その四八三

 

 




 







 









































































 

沈黙の 銀河がひとり 匂いを放つ

 宇宙飛行士として地球をみてきたひとりの学者が「銀河はラズベリーの香り」っていうセリフを吐いていて。
 なんか字幕を見たとたんにわけもなくいいなって思ってそれからずっと気になっている。
 そのことばを受けて弟子だったひとりの数学者が「あぁギ酸エチルだね」というのだけれど。
 ますますわからなくなるところが、面白くて。
 
 知らないままがいいのかどうしようって思ったけれど、検索機能が青く誘っていたので調べてみた。
 
ドイツの天文学研究所は、「天の川、銀河の中心部に近い分子雲<いて座B2>内にギ酸エチルという分子が存在することを発見したそうで、ラズベリー風味を引き出してラム酒の香りがする」と記されている。
 こうして調べてみると、いろいろ知る前の「銀河はラズベリーの香り」だけのほうに、惹かれていたことに気づく。

 あともうひとつ。ステファン・グラビンスキの『狂気の巡礼』という作品のなかで出てきた文章。

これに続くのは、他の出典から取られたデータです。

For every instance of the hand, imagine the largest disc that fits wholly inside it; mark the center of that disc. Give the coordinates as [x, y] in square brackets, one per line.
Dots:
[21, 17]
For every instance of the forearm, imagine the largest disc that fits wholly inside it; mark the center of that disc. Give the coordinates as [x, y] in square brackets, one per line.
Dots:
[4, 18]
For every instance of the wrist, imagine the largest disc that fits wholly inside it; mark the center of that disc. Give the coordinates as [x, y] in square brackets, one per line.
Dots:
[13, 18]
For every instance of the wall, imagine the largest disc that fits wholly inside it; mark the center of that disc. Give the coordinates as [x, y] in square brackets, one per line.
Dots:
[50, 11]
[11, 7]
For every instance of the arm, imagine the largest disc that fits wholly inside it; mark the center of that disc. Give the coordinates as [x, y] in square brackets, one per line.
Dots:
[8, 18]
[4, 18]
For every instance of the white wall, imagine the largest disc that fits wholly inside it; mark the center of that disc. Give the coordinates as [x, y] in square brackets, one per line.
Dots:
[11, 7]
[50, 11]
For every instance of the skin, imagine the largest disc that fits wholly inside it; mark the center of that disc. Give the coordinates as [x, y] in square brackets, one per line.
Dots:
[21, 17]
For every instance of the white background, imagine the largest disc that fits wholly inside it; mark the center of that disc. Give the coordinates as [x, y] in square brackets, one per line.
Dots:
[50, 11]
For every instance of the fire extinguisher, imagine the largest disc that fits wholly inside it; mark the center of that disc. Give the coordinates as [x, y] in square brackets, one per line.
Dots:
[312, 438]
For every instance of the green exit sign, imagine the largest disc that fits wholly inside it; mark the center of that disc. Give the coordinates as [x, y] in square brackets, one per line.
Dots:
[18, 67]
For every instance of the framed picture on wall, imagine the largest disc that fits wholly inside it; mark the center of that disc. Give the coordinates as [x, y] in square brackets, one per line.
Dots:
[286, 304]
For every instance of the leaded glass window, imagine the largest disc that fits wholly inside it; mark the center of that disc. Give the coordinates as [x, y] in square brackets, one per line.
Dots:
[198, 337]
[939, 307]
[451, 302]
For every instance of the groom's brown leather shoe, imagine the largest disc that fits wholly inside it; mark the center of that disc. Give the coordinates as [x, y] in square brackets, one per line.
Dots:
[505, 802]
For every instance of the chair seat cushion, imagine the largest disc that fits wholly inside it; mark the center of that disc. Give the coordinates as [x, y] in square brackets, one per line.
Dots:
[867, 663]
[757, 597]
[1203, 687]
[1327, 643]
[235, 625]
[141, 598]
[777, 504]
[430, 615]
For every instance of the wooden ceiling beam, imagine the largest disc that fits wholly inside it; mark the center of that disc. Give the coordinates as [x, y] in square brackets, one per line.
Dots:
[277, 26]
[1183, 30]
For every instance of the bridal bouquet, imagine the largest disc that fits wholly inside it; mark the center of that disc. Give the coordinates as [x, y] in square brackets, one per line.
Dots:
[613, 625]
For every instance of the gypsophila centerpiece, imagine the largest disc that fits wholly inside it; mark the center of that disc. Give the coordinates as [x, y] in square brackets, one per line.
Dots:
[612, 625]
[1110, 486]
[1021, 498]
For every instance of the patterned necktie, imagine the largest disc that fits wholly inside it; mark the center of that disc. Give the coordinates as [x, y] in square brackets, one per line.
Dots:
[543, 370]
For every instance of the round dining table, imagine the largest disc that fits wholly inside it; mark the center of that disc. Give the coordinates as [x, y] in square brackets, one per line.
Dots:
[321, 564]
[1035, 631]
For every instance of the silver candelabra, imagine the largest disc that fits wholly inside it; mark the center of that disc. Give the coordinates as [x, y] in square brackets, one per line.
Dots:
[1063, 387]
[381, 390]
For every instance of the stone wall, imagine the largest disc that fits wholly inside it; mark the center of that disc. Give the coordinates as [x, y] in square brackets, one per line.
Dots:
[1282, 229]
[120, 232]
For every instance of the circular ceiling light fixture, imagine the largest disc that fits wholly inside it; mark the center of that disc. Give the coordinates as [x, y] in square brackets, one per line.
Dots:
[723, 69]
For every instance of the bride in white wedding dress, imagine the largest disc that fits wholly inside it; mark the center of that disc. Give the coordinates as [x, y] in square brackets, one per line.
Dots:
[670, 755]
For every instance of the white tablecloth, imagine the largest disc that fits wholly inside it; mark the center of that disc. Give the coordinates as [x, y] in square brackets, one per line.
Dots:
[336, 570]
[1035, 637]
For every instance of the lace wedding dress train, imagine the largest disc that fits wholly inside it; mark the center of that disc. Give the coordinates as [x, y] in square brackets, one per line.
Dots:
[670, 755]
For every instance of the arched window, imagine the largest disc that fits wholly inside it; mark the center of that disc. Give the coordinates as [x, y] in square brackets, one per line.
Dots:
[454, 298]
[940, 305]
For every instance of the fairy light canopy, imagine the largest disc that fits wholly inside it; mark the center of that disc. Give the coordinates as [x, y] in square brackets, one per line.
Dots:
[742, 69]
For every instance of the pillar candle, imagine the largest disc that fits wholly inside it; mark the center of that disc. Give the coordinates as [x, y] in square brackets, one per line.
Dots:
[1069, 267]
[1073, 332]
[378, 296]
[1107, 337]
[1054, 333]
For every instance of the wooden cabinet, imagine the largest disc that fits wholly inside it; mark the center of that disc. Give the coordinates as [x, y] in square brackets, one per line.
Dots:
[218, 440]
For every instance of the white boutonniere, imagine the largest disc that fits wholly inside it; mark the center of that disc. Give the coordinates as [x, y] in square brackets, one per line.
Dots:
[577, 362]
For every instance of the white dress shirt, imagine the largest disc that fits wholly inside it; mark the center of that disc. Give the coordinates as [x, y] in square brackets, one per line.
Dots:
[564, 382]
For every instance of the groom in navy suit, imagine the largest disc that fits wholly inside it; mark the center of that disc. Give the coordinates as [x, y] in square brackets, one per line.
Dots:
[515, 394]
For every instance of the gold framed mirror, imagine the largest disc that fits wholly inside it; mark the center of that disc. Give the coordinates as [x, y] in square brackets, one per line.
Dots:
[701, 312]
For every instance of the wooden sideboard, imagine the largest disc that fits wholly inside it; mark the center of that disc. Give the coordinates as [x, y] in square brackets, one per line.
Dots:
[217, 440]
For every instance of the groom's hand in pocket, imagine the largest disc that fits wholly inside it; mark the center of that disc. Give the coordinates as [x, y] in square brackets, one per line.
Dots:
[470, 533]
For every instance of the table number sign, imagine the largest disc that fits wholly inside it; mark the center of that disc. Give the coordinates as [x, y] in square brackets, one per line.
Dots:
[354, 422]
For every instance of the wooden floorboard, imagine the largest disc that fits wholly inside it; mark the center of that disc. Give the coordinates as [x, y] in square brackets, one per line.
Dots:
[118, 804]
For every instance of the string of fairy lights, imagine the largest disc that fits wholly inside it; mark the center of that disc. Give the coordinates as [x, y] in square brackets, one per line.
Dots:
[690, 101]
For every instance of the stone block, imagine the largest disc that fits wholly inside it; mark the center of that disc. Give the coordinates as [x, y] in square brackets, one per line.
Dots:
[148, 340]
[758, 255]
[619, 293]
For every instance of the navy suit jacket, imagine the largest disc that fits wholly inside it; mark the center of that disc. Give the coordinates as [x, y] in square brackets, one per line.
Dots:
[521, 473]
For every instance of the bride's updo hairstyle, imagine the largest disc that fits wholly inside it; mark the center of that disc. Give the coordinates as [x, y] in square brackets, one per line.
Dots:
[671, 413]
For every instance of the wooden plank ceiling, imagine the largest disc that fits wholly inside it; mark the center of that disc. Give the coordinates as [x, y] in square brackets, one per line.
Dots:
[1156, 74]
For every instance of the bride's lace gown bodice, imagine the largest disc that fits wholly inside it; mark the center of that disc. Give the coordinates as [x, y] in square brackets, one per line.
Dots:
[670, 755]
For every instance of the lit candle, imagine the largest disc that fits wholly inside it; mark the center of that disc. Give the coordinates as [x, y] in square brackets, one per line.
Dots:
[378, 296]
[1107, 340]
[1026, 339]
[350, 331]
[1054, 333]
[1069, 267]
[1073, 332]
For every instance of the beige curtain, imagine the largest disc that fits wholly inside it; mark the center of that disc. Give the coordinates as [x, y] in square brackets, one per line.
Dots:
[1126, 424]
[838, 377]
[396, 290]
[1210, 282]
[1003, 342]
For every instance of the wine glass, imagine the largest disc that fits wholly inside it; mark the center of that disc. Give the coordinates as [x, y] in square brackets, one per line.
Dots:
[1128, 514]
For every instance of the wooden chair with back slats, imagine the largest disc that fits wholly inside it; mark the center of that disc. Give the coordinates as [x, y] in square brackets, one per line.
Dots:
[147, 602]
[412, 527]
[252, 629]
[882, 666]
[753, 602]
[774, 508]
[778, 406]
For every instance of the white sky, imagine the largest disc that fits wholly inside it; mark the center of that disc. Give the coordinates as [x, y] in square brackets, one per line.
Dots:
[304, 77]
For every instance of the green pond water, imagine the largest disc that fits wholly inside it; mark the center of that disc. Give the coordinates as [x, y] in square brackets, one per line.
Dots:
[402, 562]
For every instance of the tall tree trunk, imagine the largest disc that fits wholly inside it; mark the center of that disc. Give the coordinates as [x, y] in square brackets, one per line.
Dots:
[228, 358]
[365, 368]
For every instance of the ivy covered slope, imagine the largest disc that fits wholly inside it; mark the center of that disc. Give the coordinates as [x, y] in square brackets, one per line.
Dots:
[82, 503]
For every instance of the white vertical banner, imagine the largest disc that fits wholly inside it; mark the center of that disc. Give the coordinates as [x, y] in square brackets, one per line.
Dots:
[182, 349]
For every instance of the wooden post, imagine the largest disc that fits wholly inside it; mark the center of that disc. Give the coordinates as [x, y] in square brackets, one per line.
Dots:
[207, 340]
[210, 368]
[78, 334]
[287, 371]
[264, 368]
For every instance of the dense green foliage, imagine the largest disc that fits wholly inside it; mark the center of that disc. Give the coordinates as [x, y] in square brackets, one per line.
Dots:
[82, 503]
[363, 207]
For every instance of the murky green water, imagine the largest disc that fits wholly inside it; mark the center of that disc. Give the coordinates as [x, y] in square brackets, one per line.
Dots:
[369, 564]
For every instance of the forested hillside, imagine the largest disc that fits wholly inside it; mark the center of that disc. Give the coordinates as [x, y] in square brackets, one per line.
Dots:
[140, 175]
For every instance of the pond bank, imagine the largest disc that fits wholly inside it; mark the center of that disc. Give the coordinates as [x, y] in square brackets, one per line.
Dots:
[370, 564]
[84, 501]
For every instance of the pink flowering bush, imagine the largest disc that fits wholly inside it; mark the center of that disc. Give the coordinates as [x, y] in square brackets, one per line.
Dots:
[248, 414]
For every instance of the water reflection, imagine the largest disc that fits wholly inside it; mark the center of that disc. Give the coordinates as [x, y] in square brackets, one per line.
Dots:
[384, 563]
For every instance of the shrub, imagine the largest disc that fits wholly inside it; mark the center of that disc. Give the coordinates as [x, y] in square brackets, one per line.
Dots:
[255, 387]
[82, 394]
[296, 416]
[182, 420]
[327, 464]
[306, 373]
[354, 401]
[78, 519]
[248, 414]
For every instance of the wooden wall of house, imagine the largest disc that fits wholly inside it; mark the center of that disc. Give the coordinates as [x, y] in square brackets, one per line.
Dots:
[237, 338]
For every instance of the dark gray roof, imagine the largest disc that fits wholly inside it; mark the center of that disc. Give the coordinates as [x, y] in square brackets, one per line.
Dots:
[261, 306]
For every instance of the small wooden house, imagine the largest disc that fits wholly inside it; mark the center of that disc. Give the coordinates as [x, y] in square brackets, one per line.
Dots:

<惑星から始めて、様々な個人や出来事の人生の経過を細長い楕円として図形で示してやると、所与の個人は数学的な点が回るような方法で回った>
 
途中までわかった気になっていたのに、さいごのくだりになると、とつぜん十字路で迷ったような気分になった。
 わからないってほんとうに孤独だけれど、かんたんに救われたりしない風通しのよさも、言葉にはあることを知る。つかまえたとおもったことばのしっぽが、するすると掌のなかからこぼれてけむりになってゆくような、そんな文章に出会うととまどいながらも、じっくりとすきになってゆくような気がする。
 いまあたまのなかはぐるぐるをとおりこしてなにかを、とりこぼしながらまわっているような感じに取り囲まれている。